Willkür und Rechtlosigkeit

In Sasha Filipenkos Roman „Kremulator“ war der Protagonist Pjotr Nesterenko Offizier der Weißen Armee, Hasardeur, Emigrant in Paris und Istanbul sowie Stalin-Diener bei seiner Rückkehr in die Sowjetunion und schließlich Direktor des Moskauer Krematoriums. Nach seiner Verhaftung im Jahr 1941 sagt er in einem Verhör, das der Ermittler Perepeliza (Wachtel) leitet: „Binnen weniger Minuten war auf den Schiffen die übliche Willkür ausgebrochen, jene Rechtlosigkeit, die tief in der russischen Erde zu wurzeln scheint und uns seit Jahrhunderten fest im Griff hat.“

Darin kommt die Intention des weißrussischen Autors zum Ausdruck, der seit 2020 im Exil lebt und mit seinen Romanen gegen Unrecht und Terror in Russland anschreibt. 

Virtuos lässt er Nesterenko, der adeliger Abstammung ist und überzeugt, davonzukommen, die verschlungenen Wege seines Lebens in Verhören mit dem unnachgiebigen Ermittler schildern, dem er sich überlegen fühlt. Währenddessen hält er unerschütterlich an der Liebe zu seiner Jugendfreundin Vera (Glaube) fest, wohl wissend, dass diese längst dem Regime zum Opfer gefallen ist.

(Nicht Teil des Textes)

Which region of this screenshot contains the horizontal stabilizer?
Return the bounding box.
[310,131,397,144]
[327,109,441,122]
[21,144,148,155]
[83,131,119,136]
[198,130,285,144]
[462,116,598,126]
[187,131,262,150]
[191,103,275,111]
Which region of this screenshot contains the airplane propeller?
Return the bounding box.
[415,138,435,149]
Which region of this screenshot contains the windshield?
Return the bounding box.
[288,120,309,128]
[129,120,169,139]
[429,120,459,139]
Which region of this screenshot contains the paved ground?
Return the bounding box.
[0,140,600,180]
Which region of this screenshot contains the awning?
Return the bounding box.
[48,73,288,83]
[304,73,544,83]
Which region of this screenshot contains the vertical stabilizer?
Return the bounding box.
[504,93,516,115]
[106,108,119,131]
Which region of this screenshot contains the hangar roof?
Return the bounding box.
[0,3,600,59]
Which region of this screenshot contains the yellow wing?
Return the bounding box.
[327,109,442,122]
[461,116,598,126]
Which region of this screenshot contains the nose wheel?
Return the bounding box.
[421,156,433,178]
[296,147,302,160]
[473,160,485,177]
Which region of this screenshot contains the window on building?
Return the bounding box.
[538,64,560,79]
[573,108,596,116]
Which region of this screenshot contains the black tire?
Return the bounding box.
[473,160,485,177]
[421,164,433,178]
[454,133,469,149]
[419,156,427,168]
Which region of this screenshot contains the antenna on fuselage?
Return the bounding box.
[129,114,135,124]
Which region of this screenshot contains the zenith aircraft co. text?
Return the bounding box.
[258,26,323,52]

Der lesenswerte Roman entstand auf der Grundlage historischer Dokumente der Menschenrechtsorganisation Memorial. MRK

Sasha Filipenko: „Kremulator“, Diogenes Verlag, Zürich 2023, gebunden, 255 Seiten, 25 Euro





Samsons zweiter Fall

Im zweiten Fall „Samson und das gestohlene Herz“ ermittelt Samson nicht in einem Mordfall, sondern es geht um illegalen Tierhandel in Kiew. Das Töten der Tiere stellt für die neuen Machthaber ein Verbrechen dar. Bevor die Ermittlungen richtig begonnen haben, wird Samsons Freundin Nadjeschda von streikenden Eisenbahnern entführt. Immer wieder mischt sich der undurchsichtige Tschekist Abjasow in die Ermittlungen ein, bis er schließlich abgezogen wird. Schnell kann Samson mithilfe seines trägen Kollegen Cholodnij Nadjeschda befreien und die beiden heiraten, jedoch heimlich bei einem merkwürdigen Popen, da kirchliche Trauungen im Kommunismus gefährlich sind. 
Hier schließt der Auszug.